I have dissented in the previous cases involving only post-trial clemency reviews by officers who might fall within an excluded class. I now accept as the law of this Court the principles announced by my associates in those instances. However, I call attention to the peculiar facts and circumstances of this case, and I point out the futility of requiring a new staff judge advocate’s review on the sentence. Here, as in Clisson, we find the sentence subject to attack because the post-trial clemency interviewing officer was trial counsel. But here, unlike as in Clisson, the officer who conducted the clemency interview was not the trial counsel in this case or in the affiliated case. It might be of some importance to a proper disposition of this case to weigh the fact that Captain Hudson did not interview the accused or furnish the foundation for the convening authority’s action. In this instance, the interview was conducted, and a report furnished, by an officer who did not try either this or the allied, case. I quote from that portion of Captain Hudson’s review which deals with clemency:

“The distance between this headquarters and the place of confinement of the accused is such as to prohibit a personal interview by this reviewer and consequently the report of the interview conducted by the Staff Judge Advocate of the accused’s organization is incorporated herein.”

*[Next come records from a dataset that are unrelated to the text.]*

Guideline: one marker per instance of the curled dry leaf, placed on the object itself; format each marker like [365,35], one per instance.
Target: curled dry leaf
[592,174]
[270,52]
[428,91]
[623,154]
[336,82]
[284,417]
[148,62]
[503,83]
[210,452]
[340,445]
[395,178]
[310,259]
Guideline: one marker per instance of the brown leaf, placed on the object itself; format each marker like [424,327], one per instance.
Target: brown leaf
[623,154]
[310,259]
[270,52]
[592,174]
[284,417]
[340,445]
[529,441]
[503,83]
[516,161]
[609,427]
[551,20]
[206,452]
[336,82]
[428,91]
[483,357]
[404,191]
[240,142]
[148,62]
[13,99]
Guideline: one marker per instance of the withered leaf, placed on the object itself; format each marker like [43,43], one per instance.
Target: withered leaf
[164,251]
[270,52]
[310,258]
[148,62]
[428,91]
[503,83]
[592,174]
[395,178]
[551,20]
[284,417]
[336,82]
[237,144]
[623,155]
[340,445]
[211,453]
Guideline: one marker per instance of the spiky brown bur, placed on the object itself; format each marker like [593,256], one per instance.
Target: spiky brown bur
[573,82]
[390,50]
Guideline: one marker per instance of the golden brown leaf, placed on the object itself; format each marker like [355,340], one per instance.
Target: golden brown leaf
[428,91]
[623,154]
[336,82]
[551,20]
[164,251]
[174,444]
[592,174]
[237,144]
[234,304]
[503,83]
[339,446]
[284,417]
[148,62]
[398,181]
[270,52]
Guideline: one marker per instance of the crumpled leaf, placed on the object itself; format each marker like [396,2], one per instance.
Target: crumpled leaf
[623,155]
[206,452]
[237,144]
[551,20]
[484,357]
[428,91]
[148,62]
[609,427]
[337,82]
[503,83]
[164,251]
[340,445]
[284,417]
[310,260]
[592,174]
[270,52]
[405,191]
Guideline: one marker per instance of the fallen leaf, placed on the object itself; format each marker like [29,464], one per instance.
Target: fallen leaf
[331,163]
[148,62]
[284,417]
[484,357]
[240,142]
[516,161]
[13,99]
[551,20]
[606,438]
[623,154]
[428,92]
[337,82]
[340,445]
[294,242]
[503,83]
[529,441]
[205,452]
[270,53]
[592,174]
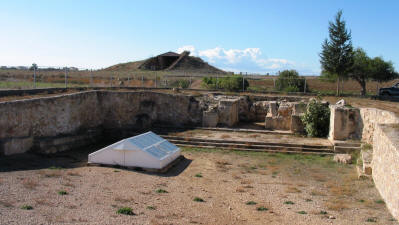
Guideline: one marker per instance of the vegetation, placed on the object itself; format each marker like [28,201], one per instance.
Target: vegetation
[229,83]
[316,119]
[161,191]
[251,203]
[126,211]
[289,81]
[198,199]
[336,57]
[27,207]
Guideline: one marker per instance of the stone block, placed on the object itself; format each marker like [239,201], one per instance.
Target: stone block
[17,145]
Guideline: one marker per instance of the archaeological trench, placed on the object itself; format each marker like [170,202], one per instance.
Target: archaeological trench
[69,121]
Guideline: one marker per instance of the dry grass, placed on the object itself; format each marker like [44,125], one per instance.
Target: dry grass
[29,183]
[337,204]
[292,189]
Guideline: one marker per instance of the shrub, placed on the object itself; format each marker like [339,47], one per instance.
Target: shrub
[125,211]
[229,83]
[289,81]
[27,207]
[316,119]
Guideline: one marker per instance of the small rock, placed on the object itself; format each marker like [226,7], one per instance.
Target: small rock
[343,158]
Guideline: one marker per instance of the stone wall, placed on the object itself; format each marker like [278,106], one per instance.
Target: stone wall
[370,117]
[51,124]
[385,164]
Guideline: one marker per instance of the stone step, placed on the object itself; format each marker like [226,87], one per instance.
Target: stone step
[257,150]
[247,143]
[342,149]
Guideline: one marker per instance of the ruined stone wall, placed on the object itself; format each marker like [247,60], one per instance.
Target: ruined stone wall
[385,165]
[369,118]
[59,123]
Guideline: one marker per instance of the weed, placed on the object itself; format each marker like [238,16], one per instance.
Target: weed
[29,183]
[62,192]
[27,207]
[125,211]
[198,199]
[251,203]
[372,219]
[262,208]
[161,191]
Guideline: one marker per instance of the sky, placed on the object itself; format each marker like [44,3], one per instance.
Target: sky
[237,35]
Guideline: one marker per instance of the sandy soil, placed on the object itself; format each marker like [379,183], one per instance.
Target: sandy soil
[293,189]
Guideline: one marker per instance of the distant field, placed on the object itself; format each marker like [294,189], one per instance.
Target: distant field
[23,79]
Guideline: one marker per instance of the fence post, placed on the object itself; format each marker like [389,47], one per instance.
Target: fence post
[34,77]
[91,78]
[304,89]
[66,77]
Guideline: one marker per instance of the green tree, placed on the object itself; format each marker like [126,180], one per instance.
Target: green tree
[290,81]
[365,69]
[336,58]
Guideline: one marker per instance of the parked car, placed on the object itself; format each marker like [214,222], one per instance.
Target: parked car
[391,91]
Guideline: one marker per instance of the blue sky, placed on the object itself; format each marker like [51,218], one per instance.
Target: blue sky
[253,36]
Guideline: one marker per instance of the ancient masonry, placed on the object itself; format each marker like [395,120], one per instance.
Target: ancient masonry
[59,123]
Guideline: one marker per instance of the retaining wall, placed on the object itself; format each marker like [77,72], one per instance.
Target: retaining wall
[58,123]
[385,164]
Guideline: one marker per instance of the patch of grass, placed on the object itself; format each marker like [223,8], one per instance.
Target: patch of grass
[372,219]
[27,207]
[62,192]
[262,208]
[150,207]
[161,191]
[198,199]
[125,211]
[251,203]
[29,183]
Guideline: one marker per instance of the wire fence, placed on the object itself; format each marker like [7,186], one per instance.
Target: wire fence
[68,77]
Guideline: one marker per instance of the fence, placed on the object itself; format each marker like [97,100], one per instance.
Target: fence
[47,77]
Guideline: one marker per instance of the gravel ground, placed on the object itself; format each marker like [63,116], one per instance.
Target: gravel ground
[292,189]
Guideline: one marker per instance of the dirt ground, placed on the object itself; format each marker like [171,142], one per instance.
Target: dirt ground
[236,188]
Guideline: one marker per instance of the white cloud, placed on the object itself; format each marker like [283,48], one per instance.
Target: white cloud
[189,48]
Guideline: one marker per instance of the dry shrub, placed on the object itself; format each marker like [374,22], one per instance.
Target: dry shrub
[122,199]
[74,174]
[50,173]
[6,204]
[29,183]
[246,182]
[224,136]
[240,189]
[292,189]
[336,204]
[319,177]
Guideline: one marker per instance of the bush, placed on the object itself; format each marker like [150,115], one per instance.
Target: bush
[289,81]
[229,83]
[316,119]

Then there follows, in the Captain’s Staff Judge Advocate’s review, seven paragraphs of information quoted from the report of the actual clemency interviewing officer. I quote the latter’s conclusion :

“The interviewer sees no reason why the dishonorable discharge should not be executed.”

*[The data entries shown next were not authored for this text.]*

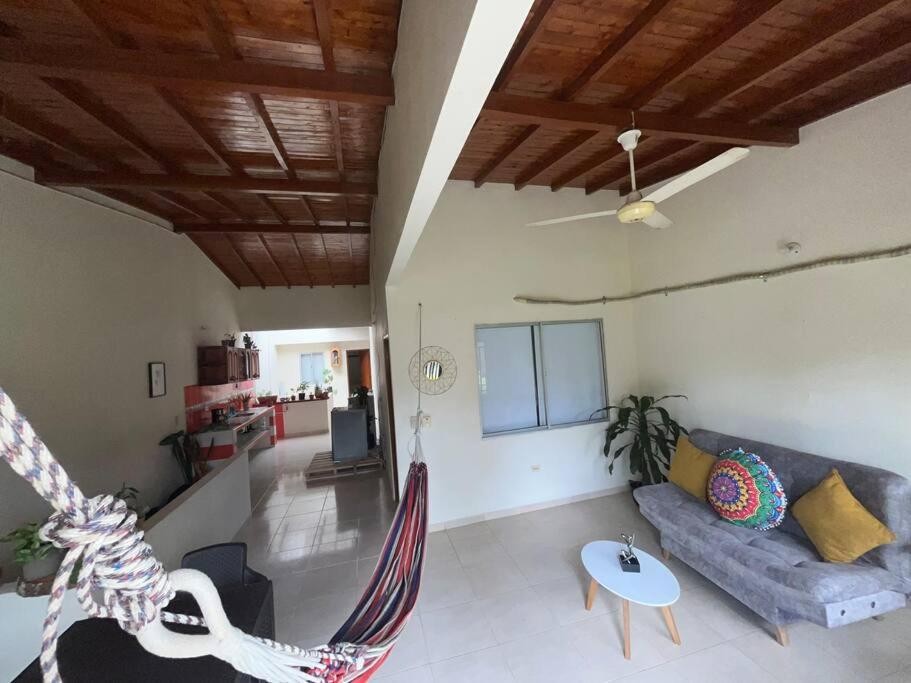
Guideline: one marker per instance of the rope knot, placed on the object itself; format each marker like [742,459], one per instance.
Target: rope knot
[115,560]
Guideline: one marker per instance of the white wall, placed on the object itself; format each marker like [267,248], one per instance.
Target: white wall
[819,361]
[296,308]
[474,255]
[89,296]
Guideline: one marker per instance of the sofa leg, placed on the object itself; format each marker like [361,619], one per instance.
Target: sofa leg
[781,635]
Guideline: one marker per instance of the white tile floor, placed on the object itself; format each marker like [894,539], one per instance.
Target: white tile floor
[503,600]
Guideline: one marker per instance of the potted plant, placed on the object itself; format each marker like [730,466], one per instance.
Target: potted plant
[38,558]
[653,435]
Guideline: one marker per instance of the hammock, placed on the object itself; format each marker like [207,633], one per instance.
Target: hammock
[135,588]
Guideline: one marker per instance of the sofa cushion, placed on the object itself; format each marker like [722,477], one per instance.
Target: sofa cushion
[744,490]
[829,582]
[690,468]
[840,527]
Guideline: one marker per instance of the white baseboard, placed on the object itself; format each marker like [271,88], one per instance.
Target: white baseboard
[521,509]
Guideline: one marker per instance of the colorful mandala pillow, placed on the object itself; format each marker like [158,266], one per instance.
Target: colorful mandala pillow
[744,490]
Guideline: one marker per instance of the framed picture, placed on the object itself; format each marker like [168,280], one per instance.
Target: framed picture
[158,385]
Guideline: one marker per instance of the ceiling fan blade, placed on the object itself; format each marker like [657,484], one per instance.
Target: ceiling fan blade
[701,172]
[568,219]
[658,220]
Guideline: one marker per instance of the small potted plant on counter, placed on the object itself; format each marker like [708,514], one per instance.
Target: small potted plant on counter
[38,558]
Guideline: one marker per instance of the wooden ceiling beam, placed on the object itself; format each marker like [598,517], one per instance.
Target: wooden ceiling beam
[837,22]
[561,151]
[877,84]
[243,259]
[324,31]
[262,241]
[88,103]
[574,116]
[203,183]
[610,54]
[747,15]
[823,74]
[504,154]
[46,59]
[645,159]
[214,259]
[604,60]
[520,50]
[664,172]
[300,255]
[270,228]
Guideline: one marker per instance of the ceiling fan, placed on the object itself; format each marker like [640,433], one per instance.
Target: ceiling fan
[639,209]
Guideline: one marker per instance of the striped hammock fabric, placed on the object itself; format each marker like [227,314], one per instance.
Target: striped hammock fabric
[383,611]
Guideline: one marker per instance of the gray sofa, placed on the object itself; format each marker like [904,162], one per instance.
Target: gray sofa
[778,573]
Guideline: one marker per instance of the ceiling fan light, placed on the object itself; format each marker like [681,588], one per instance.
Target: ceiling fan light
[635,212]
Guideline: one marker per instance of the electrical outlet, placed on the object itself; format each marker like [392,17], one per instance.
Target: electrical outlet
[425,421]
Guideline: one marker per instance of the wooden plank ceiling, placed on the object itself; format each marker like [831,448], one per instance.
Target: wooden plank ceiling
[700,75]
[253,125]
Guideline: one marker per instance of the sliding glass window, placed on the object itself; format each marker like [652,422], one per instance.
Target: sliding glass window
[539,375]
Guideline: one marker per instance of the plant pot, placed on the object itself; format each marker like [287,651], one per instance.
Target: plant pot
[46,566]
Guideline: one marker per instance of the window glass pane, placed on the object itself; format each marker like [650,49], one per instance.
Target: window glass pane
[573,371]
[506,378]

The Staff Judge Advocate merely echoed those sentiments, and I am not surprised, as there was no other action that any reasonable person would take. The accused had been convicted of serious offenses which permitted the court-martial to impose a sentence of confinement for ten years, a dishonorable discharge, and total forfeitures. The court-martial imposed only a sentence of one year in confinement, dishonorable discharge, and accessories. Without powerful extenuating facts and circumstances, or without some evidence that the accused was the indispensable man, any reviewing officer worth his assignment would not recommend the modification of that sentence. It would take only a peek' at this record to find a total absence of any reasons for clemency. Moreover, a convening authority is required to exercise his own independent judgment and in the light of these offenses and the lack of extenuating factors, he could hardly be influenced by a recommendation for leniency. I venture to suggest that every officer who has studied this record, and who had power to influence a sentence, reached an independent conclusion that the sentence as imposed should be executed.

For the reasons I have advanced, I conclude that it is an act of sheer futility to return the cause to a convening authority for review by a disinterested staff judge advocate. Without interest on his part, the recommendation will be the same as the one rendered by the first disinterested interviewer.